You ought really to be banned, as it's too obvious that you're not interested in any kind of constructive debate, and never have been (unfortunately, dinofelis is likely the owner of many accounts that have been created with a suspiciously similar style of debate, only adding to the perception that the owner is very intent on wasting everyone's time on Bitcointalk.org)

Are you the one they send in to abuse people and if they answer back they get banned because many of you're posts seem to be picking a fight with people not
quite seeing things your way.

That isn't going to be happening, the best strategy with your posts is to skim-read them until one finds the deliberate errors you try to promote as facts

I wonder why you have not been banned or are you in with the owners ?
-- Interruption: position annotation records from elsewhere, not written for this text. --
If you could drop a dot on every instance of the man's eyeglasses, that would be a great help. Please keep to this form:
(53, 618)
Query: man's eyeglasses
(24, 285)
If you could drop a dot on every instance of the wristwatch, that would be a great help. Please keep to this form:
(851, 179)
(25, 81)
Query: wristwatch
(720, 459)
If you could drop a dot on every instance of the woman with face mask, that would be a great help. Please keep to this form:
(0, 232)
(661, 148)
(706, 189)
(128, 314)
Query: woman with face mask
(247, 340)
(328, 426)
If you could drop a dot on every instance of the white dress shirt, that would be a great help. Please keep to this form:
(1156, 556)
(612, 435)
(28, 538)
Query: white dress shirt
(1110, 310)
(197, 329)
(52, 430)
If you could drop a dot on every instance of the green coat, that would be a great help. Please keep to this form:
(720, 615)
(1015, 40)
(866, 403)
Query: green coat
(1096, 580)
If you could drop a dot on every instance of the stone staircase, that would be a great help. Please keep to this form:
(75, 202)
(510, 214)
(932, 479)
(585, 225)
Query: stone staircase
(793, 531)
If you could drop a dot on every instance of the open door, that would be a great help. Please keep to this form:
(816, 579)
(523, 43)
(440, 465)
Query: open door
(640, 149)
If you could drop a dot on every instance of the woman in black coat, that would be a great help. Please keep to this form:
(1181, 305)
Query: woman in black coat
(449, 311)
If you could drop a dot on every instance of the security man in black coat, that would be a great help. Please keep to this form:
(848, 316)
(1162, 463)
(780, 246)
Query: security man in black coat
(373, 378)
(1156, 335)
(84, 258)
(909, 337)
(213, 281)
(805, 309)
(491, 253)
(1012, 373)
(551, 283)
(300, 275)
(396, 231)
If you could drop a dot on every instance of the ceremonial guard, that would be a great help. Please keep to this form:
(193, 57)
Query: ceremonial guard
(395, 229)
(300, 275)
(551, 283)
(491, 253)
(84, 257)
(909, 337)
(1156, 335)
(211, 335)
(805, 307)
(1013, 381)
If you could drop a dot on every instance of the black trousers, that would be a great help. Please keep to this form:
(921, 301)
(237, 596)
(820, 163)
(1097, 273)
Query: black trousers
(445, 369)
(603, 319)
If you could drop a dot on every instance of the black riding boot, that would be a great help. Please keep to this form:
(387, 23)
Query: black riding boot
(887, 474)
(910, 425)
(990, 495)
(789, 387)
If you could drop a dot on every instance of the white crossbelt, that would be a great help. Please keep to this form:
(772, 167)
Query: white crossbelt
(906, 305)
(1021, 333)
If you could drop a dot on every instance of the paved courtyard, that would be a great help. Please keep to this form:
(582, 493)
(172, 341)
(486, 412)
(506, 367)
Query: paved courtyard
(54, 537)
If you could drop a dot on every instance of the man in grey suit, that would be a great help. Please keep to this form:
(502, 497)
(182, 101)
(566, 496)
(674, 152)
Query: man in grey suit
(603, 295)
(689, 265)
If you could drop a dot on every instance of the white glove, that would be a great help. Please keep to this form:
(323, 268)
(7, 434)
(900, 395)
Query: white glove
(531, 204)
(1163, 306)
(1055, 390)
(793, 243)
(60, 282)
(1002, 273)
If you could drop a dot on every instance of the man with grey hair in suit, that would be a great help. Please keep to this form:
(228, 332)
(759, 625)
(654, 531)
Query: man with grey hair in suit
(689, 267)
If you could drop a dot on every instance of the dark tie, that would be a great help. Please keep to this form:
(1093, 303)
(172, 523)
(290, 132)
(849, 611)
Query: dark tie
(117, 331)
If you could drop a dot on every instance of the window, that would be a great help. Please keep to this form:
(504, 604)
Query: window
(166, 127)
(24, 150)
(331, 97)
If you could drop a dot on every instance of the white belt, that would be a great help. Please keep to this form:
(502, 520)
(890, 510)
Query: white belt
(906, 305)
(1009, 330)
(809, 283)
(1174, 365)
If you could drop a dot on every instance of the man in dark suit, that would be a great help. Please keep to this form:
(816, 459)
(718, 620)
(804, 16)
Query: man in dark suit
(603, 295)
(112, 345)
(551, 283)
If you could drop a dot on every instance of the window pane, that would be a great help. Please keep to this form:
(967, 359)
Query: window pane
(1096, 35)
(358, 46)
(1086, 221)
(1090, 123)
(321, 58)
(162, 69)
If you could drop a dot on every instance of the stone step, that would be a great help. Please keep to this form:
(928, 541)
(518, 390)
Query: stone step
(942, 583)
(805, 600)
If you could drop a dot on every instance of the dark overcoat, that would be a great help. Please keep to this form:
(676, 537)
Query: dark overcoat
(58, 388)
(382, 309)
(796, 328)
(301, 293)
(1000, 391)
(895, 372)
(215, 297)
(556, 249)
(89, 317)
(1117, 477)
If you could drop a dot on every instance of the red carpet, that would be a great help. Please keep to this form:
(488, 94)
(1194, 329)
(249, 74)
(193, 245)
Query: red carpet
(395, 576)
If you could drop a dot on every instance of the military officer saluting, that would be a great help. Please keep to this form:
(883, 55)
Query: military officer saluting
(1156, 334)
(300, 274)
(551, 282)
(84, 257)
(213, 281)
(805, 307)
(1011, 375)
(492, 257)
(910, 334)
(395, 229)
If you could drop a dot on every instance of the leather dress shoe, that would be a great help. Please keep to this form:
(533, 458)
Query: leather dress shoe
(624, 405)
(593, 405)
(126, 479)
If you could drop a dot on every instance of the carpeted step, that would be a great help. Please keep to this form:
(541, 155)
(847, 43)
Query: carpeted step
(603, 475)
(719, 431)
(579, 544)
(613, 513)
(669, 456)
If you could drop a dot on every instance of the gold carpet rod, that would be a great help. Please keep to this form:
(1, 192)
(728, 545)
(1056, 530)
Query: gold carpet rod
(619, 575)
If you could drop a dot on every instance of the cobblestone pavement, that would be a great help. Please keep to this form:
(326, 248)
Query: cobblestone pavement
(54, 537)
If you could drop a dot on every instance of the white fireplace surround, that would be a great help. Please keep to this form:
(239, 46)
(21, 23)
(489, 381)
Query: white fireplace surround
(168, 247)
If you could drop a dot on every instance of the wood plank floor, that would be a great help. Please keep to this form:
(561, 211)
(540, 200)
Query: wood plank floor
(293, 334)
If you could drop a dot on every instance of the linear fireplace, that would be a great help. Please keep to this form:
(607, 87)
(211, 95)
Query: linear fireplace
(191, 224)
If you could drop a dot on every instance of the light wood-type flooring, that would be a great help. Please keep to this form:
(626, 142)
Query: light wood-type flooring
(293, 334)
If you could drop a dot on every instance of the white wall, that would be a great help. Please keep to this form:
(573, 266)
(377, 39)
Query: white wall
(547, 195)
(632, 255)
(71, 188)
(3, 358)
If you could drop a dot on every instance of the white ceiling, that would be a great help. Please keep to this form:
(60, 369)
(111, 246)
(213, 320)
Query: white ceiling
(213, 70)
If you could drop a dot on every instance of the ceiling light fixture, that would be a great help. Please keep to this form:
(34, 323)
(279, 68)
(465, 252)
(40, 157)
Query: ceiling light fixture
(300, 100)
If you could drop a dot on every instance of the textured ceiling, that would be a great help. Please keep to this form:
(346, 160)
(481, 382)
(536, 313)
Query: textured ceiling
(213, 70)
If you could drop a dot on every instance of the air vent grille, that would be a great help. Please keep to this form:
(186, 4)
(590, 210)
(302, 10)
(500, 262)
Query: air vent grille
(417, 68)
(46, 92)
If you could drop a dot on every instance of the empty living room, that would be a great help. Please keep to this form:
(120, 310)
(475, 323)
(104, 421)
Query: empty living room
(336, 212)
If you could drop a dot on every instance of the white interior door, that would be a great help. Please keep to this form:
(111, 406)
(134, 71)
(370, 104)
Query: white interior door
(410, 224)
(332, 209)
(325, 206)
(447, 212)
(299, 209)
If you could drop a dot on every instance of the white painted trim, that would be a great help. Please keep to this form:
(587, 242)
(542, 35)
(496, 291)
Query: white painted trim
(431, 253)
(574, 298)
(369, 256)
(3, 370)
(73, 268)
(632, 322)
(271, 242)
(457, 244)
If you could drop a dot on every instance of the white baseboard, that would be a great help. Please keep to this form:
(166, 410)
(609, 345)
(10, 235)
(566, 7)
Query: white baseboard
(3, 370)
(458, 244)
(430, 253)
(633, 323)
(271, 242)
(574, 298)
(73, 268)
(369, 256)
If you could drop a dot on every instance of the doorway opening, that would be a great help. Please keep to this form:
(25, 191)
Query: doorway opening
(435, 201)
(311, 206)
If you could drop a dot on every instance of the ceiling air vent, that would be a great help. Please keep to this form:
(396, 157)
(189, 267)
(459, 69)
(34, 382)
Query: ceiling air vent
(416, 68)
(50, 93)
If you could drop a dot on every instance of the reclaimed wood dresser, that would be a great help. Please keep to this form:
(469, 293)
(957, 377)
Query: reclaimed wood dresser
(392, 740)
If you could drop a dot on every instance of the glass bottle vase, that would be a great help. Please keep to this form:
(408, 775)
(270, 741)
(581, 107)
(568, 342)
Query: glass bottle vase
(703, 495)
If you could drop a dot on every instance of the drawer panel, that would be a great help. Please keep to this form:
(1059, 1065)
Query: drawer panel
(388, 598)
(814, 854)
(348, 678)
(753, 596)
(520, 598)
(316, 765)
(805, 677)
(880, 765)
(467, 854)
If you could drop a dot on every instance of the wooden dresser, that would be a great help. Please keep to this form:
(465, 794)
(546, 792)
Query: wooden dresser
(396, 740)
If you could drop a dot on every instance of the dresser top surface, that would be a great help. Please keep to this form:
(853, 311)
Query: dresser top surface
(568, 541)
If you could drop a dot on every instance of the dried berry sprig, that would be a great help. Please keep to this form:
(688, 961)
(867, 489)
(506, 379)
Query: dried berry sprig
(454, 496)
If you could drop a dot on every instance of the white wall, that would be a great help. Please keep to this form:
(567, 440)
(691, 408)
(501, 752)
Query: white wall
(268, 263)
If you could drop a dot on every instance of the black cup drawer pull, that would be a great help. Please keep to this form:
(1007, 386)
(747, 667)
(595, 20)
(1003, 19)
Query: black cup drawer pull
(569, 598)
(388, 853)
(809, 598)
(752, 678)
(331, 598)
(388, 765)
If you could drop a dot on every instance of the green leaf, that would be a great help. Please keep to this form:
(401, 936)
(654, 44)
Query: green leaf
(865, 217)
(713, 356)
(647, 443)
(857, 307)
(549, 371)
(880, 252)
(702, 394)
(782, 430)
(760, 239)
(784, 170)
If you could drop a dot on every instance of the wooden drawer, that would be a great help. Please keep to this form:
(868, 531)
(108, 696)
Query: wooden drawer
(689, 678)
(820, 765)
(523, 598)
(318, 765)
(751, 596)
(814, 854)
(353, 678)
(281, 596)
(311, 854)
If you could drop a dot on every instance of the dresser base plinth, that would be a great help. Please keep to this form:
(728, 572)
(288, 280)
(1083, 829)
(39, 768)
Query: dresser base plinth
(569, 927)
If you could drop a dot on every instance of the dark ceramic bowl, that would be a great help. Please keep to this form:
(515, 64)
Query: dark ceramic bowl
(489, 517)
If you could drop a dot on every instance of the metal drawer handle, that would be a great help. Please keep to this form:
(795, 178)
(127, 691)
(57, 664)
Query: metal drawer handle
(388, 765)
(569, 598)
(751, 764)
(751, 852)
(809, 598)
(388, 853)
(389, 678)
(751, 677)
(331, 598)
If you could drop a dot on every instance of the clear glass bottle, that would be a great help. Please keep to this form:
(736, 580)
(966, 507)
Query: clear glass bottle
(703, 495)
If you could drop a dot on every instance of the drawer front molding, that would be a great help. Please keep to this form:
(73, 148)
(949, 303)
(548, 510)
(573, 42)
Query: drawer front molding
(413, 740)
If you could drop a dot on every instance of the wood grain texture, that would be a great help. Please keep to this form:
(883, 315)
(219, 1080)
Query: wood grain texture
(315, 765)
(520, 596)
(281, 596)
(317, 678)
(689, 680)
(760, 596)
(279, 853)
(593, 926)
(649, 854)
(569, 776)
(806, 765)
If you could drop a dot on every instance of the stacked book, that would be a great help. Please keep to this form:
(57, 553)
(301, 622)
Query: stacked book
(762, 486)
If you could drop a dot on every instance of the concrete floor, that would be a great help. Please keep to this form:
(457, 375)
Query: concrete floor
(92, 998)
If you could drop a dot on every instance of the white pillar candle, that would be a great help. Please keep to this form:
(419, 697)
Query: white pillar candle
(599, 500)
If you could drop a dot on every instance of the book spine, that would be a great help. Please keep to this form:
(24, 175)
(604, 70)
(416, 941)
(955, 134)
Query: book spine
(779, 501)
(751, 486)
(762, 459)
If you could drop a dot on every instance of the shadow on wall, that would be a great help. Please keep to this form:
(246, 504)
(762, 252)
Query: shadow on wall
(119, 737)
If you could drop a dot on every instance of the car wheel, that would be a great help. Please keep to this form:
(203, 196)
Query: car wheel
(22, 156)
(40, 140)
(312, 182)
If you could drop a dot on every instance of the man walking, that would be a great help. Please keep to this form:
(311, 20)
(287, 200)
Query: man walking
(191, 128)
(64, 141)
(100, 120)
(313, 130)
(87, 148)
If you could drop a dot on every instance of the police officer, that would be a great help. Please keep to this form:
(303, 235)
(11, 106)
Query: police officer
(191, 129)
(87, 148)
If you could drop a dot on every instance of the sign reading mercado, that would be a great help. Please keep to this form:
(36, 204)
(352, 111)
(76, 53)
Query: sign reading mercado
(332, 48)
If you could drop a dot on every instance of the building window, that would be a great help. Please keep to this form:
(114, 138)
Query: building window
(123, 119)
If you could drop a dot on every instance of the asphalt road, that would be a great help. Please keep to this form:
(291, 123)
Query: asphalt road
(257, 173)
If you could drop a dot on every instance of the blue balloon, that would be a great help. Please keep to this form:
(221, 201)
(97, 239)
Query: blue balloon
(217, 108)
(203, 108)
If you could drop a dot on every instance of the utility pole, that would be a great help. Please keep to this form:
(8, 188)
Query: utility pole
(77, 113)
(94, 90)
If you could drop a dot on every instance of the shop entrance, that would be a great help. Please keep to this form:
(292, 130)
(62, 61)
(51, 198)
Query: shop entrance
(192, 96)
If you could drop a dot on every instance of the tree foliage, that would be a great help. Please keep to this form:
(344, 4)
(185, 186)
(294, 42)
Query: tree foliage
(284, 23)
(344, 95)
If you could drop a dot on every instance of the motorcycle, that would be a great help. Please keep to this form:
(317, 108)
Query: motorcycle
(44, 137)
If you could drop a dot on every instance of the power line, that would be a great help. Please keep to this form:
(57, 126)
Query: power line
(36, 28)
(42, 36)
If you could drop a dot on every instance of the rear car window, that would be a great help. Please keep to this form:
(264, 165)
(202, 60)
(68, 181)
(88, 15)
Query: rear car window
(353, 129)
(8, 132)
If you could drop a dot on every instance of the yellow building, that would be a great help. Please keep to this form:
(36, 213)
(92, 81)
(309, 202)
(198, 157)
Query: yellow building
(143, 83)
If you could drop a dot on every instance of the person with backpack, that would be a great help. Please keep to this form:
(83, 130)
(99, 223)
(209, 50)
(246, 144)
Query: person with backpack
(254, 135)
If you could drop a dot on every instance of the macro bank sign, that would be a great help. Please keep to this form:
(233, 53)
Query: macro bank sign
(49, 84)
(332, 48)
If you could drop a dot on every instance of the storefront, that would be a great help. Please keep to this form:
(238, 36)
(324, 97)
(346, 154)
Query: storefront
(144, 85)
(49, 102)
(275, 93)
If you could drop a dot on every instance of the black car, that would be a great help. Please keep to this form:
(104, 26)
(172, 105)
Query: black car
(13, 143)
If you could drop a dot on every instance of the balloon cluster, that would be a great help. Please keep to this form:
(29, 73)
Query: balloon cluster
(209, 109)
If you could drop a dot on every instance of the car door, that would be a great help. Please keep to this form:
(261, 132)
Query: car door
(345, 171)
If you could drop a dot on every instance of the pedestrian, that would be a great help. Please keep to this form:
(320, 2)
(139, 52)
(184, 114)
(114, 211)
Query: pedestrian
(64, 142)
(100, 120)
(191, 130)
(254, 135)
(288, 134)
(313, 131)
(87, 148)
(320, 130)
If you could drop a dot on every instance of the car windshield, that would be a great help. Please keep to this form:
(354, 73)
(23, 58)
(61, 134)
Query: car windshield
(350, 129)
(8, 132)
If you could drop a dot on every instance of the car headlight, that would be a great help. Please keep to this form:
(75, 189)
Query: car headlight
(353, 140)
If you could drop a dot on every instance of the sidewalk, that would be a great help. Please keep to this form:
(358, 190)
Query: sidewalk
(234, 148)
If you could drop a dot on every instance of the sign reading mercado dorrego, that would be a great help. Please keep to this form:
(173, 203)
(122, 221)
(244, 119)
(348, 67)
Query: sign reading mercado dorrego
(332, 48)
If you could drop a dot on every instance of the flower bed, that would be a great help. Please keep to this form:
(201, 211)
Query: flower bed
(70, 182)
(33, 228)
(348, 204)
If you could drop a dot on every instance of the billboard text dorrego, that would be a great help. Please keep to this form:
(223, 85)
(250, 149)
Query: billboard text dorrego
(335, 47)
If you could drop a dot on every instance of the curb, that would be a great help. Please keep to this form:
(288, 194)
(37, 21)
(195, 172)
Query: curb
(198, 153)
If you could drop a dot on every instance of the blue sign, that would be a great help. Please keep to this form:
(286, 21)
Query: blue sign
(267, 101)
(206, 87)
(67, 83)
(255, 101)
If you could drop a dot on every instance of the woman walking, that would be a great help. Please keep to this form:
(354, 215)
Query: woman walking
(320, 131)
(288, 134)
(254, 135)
Definitely agreeing with you here RNC, these guys are the aggressive ones... I feel like we're all reading a different conversation, or there is some joke I'm just not getting?

I read this entire discussion, followed the links and sources cited by everyone, did more research on my own to understand the conversation a little better as it's quite meaningful.

All I see is these guys bashing on dinofelis when he/she is the only one keeping their cool, while engaging in discussion, rebuking their points, and them occasionally rebuking his, but after they do, and he replies to their point with more validation, they seem to disappear or get defensive/aggressive and bark about something different.

So, yeah, you all raised different points of which I can't comprehend all of it, but, for the most part, I learned a lot from this discussion, and seeing the negativity towards dinofelis seems pretty unfounded and unfair and completely pointless to the discussion.

As an outsider, learning about this more technical stuff, he/she is the only one that doesn't seem like an asshole. If he/she is wrong, just cite your sources and outsiders like me will side with you, not  your shitty aggressiveness.

Can any other experts please weigh in, as dino has been carrying this thread with good and meaningful discussion, not only on the technology front but the whole different perspectives/philosophies surrounding BTC.

Spurred by a good question from Anyonmous_kid that just sent me down the rabbit hole for 2 hours of reading/researching.

Now please, thank each other for allowing less technically inclined people like me to view/understand a more nuanced technology, still in it's infancy, so that we plebs can better conceptualize/visualize the whole eco-system surrounding block-chain technology/btc. 

Anyway, I literally created this account to say this because I feel that this forum is very useful and much better than reddit, and then I see assholes on here that have "legendary" status that just get away with shit-talking others but not getting modded or actually providing empirical evidence, or any research/sources other than hearsay to refute, what feels like a good discussion.

Bah, whatever, thank you, stop being mean, I really enjoy the discussion and the debate is good for us plebs, make us feel better knowing even you smarter folk have varying perspectives on this whole crypto-movement thing, just drop the attitude, it's quite pathetic and makes things confusing for us less-technically inclined people trying to decipher fact from anecdotal points of view.

[achow101]

This thread has devolved into a lot of trolling, mudslinging, and flaming. Thus it shall be locked.